Renungan Pasca Pemilu
Renungan ini dihadirkan atas dorongan iman dan tanggungjawab kepada Islam, umat Nabi Muhammad Saw dan Allah SWT. Sebab agama Islam ini adalah nasihat. Rasul Saw bersabda:
«الدِّيْنُ
النَّصِيْحَةُ، قُلْنَا: لِمَنْ يَا رَسُوْلَ اللهِ؟ قَالَ: للهِ،
وَلِكِتَابِهِ، وَلِرَسُوْلِهِ، وَلأَئِمَّةِ الْمُسْلِمِيْنَ
وَعَامَّتِهِمْ»
“Agama itu nasihat.” Kami bertanya,
“Untuk siapa, ya Rasulullah?” Beliau Saw. menjawab, “Untuk Allah,
Kitab-Nya, Rasul-Nya, para pemimpin kaum Muslim, dan mereka semuanya
(kaum Muslim).” (HR Muslim dari Tamin ad-Dari)
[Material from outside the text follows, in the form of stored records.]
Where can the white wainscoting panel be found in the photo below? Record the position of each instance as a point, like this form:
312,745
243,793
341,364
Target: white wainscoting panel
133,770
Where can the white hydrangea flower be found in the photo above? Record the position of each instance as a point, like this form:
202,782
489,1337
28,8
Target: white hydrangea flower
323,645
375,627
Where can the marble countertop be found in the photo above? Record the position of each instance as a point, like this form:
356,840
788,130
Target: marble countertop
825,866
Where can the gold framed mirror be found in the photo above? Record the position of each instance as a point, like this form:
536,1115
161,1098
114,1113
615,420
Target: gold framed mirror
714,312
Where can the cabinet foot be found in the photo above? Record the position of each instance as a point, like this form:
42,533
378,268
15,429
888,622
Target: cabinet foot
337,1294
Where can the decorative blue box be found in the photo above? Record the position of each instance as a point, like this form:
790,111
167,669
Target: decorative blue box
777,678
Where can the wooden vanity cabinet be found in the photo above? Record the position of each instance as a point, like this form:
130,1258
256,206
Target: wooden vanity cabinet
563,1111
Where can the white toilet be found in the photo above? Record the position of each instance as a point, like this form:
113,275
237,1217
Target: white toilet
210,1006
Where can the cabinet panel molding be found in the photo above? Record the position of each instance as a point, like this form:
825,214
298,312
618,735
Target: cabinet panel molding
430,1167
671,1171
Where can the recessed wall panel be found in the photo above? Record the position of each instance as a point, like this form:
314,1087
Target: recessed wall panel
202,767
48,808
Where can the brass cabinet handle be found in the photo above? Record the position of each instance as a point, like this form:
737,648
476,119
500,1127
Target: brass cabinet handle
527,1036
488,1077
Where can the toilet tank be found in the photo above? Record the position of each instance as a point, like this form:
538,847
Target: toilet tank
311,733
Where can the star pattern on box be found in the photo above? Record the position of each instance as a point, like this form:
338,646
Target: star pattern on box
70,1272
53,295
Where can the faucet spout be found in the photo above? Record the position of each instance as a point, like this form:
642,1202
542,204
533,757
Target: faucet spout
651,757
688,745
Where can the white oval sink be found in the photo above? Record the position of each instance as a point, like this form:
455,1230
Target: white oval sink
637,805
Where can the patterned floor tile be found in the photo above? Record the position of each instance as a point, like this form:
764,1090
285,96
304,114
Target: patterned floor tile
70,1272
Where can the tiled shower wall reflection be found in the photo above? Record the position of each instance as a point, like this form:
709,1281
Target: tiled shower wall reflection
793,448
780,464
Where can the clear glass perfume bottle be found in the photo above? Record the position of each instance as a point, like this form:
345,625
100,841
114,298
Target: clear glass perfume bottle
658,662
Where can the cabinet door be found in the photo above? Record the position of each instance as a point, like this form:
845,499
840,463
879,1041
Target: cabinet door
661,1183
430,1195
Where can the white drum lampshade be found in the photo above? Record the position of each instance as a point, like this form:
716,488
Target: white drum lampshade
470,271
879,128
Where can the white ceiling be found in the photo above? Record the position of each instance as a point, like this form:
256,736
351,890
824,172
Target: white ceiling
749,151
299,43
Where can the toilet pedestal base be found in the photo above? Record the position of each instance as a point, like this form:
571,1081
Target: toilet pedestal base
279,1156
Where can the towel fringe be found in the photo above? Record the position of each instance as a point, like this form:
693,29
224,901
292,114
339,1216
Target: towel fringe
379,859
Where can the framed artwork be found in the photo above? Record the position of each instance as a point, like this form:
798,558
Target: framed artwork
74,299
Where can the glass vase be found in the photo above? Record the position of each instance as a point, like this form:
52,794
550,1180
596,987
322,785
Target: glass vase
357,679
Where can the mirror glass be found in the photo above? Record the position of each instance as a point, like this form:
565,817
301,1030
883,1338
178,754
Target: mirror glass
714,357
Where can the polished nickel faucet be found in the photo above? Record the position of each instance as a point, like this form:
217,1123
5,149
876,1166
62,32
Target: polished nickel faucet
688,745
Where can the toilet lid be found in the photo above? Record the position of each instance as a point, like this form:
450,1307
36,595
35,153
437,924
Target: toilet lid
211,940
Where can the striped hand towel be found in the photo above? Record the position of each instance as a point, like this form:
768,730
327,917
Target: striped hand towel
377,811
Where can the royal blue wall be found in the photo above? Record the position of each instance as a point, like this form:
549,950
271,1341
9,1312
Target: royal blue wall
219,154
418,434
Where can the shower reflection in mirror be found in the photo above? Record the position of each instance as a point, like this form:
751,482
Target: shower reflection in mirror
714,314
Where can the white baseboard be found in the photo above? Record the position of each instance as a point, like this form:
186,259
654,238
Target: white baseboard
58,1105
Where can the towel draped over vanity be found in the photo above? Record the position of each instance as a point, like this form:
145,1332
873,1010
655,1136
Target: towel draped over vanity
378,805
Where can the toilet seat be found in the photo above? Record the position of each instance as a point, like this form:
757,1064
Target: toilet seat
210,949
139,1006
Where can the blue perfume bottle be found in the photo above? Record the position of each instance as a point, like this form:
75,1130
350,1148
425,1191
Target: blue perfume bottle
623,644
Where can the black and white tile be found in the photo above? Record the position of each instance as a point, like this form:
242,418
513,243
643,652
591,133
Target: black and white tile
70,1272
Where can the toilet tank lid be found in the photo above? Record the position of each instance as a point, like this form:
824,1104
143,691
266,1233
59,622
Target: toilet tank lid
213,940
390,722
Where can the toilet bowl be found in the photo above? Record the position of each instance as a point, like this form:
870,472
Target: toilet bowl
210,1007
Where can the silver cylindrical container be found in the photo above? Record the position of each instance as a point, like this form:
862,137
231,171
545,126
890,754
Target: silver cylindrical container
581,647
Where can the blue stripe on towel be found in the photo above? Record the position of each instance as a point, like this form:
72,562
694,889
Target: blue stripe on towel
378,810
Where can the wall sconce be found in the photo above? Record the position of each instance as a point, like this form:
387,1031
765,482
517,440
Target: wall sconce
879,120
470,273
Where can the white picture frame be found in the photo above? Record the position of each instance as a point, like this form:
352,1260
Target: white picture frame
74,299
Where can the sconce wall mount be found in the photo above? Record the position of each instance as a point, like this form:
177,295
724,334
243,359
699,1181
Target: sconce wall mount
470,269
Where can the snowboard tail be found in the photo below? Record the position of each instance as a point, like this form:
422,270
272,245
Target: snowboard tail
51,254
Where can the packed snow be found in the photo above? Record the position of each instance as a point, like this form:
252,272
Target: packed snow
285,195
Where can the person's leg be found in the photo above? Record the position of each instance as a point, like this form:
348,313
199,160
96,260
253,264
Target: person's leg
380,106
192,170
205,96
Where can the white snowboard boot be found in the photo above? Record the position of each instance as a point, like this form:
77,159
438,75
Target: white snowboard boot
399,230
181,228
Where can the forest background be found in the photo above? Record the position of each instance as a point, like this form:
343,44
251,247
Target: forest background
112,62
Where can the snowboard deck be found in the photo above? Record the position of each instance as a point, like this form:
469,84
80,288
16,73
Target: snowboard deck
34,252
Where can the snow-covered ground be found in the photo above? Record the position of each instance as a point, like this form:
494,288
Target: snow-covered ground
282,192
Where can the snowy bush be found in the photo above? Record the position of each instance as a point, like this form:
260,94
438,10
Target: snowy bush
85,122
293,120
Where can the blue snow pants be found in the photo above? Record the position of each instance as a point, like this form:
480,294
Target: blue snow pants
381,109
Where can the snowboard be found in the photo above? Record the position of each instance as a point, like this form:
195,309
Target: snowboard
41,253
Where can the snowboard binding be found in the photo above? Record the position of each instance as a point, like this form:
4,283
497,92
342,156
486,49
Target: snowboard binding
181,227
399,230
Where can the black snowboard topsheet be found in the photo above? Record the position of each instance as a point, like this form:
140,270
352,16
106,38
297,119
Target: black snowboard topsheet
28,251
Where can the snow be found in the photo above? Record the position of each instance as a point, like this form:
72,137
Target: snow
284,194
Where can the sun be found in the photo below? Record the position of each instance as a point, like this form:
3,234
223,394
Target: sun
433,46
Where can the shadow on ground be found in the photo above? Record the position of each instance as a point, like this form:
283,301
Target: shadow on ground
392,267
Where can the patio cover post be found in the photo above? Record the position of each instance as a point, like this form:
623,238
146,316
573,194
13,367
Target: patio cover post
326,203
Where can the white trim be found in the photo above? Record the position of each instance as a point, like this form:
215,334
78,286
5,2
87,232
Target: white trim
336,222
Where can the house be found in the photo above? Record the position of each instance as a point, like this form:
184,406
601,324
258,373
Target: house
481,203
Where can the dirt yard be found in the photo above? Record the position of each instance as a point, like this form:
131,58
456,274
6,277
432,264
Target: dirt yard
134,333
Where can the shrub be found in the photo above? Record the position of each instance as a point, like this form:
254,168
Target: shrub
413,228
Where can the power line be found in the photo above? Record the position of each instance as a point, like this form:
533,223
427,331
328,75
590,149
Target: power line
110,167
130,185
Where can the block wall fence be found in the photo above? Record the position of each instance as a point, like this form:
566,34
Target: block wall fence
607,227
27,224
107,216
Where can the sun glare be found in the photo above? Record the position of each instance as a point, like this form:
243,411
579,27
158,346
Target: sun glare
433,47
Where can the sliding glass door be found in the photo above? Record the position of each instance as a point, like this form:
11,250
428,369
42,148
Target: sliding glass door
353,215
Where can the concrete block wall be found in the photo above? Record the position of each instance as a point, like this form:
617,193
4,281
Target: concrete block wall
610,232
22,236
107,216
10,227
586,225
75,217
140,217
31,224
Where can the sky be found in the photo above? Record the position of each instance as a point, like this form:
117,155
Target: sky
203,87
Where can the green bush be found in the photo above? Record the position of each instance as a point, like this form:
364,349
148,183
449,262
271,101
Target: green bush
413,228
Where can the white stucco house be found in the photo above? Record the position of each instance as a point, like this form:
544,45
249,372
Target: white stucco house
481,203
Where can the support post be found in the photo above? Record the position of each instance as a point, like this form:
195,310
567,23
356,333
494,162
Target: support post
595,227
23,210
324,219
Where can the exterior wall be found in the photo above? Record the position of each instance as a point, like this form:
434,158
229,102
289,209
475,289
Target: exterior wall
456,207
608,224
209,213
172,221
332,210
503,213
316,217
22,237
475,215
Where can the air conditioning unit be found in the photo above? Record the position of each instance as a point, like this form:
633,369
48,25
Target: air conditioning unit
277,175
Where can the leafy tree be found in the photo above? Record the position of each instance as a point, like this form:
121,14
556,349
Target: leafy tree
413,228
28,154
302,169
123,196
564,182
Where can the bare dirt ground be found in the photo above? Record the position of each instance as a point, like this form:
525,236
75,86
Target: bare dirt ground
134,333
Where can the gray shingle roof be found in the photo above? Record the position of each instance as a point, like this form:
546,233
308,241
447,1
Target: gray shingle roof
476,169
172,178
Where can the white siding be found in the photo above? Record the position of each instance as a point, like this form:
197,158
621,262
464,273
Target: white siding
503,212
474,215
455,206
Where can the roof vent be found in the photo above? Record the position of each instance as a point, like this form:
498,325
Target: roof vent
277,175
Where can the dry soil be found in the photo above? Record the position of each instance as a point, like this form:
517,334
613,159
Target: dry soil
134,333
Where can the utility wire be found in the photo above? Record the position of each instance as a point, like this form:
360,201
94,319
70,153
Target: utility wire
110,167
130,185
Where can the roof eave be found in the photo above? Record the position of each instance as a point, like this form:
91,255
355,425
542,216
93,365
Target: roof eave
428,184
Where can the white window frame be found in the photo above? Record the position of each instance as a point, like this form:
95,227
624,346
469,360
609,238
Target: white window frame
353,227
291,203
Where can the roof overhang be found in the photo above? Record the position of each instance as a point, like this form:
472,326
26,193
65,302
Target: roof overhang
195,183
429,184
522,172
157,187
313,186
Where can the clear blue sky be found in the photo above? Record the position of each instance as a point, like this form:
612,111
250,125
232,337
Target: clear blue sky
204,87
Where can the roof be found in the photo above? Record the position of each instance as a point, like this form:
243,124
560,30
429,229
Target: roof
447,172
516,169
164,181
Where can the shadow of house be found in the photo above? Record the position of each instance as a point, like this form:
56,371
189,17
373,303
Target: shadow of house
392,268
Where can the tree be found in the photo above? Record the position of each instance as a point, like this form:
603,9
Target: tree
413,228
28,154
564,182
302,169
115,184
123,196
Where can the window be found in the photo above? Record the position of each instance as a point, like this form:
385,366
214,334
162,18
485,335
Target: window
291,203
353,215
Baru saja rakyat negeri Muslim terbesar
di dunia ini menyaksikan perhelatan pemilu legislatif. Tiga bulan ke
depan akan kembali menyaksikan pemilu presiden. Dalam pandangan Islam,
pemilu adalah salah satu, bukan satu-satunya cara (uslub) yang
bisa digunakan untuk memilih para wakil rakyat yang duduk di majelis
perwakilan, atau untuk memilih penguasa. Sebagai salah satu cara, dalam
pandangan Islam, tentu saja pemilu ini tidak wajib.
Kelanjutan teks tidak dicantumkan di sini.